In solidarity with students: so what more might academics do?

A while back Andrew McGettigan ended a piece on Financialising the University with a call for action.

It goes without saying that this process [negotiated independence for the elite or shedding charitable status the better to access private finance] and that of the financialisation associated with a generalised loan scheme will feed off each other. Although the policy terrain is settled temporarily, the ball is very much in the court of individual institutions: there are few safeguards against the ambition of overweening vice-chancellors fuelled by new financial options.

I am frequently asked, ‘what then should be done?’ My answer is that unless academics rouse themselves and contest the general democratic deficit from within their own institutions and unless we have more journalists taking up these themes locally and nationally, then very little can be done. We are on the cusp of something more profound than is indicated by debates around the headline fee level; institutions and sector could make moves that will be difficult, if not impossible, to undo.

Yesterday McGettigan wrote that the UK Government confirms preference for retrospective price hike on undergraduate study. He noted that:

in order to put English undergraduate financing on ‘a sustainable footing’ [the Government] proposes as its ‘preferred option’ to go back to all those who have started since 2012 (and taken out loans) and demand that they repay more.

The proposed mechanism is that the repayment threshold of £21000 be frozen at that rate for 5 years after 2016. Borrowers were promised from 2010/11 onwards that the threshold would rise in line with average earnings after 2016.

That change – ‘Option 1′ – will affect around 2million borrowers. A freeze for five years may not sound dramatic but if you expect a graduate starting salary of £30,000 or less the government provides examples to show that you will be £6,000 worse off in net present value terms (using a discount rate of RPI plus 2.2%).

The government estimates that this retrospective price hike will raise £3.2billion from the four cohorts who have experienced the £9000 fee (those who started between 2012/13 and 2015/16 inclusive). And their examples show it will be middle and lower earners who take the hit. This is consistent with the recent analysis published by Institute for Fiscal Studies.

The consultation closes on 14 October 2015. I urge you to respond as an individual if you are affected.

It’s fundamentally unfair to impose such changes after individuals have signed up for loans. The silence of the universities on this matter is worse than their craven behaviour in 2010. They don’t have any excuse now that the government’s own figures show the likely impact of what is proposed.

Today in the Times Higher ran a piece entitled Proposal to force current students to pay more for loans ‘cynical and immoral’.

But Bahram Bekhradnia [president of the Higher Education Policy Institute] said it was “a disgrace and not worthy of any government” that the changes would be imposed on those who have already taken out loans, adding that it set a “shocking precedent” for government financial offerings, including public sector pensions.
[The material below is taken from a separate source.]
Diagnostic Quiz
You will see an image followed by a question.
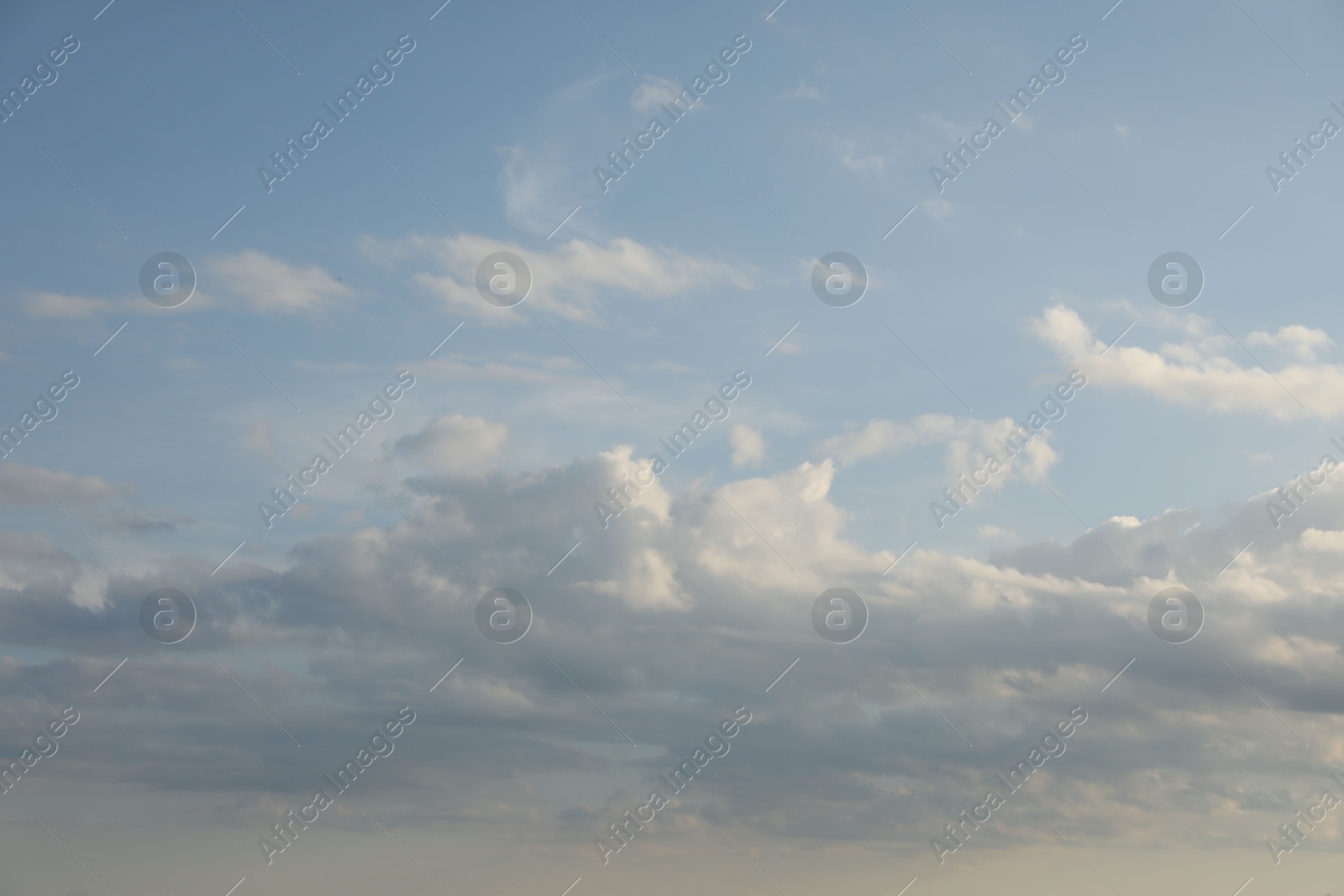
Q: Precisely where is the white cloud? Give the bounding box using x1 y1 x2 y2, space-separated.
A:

The piece also noted that:

Universities UK is still yet to offer a public comment on the government’s plans. That is despite the student funding panel set up by UUK, and chaired by its president, Sir Christopher Snowden, recommending in its report last month that there should be a repayment threshold freeze if changes were needed to the student loans system.

This led McGettigan to highlight that “The silence of the universities on this matter is worse than their craven behaviour in 2010.”

So maybe it is time for academics to do a bit more because this is yet another example of social injustice in the name of austerity. And because it reframes the relationships between students, now locked-in as consumers, and institutions, and therefore potentially between students and staff. And because it reframes the curriculum as a pivot for value and efficiency. And because it recalibrates the very nature of academic labour as excellence.

This sets another front in the austerity-inspired assault on previously socialised value, co-opting the whole of the public space for private gain. It connects to wider injustices around the financialisation and marketisation of healthcare, the assault on public sector pensions, the pejorative language around welfare and the impact of policy on child poverty, and the reductionist logic of “aspiration”, and on, and on.

So what more might academics do?

  1. Send the consultation to your students and advise them of what it means. Consider sending the links to McGettigan’s analysis, and that of the IFS on the Government’s student finance proposals, which will raise debt for poorer students and repayments for most graduates (plus McGettigan’s take on that).
  2. Press your Vice Chancellor to do the same for your institution. You might consider doing this via your trade union, because solidarity is a weapon. You might also consider ways to enable UCU, Unison etc. to demonstrate on-campus and cross-campus solidarity on this issue. This includes solidarity with local branches of the Students Union.
  3. Press UniversitiesUK to reject the Government’s preferred option (1) in the consultation.
  4. Consider local/regional/national mechansisms and strategies for widening this campaign to other moments and places for opposition to the assault on the public. This might take the form of work with trades councils or social centres or trades unions in other sectors. Or work with other protest groups. Or work with students and alumni, because work with current and former students, their families, and communities is critical.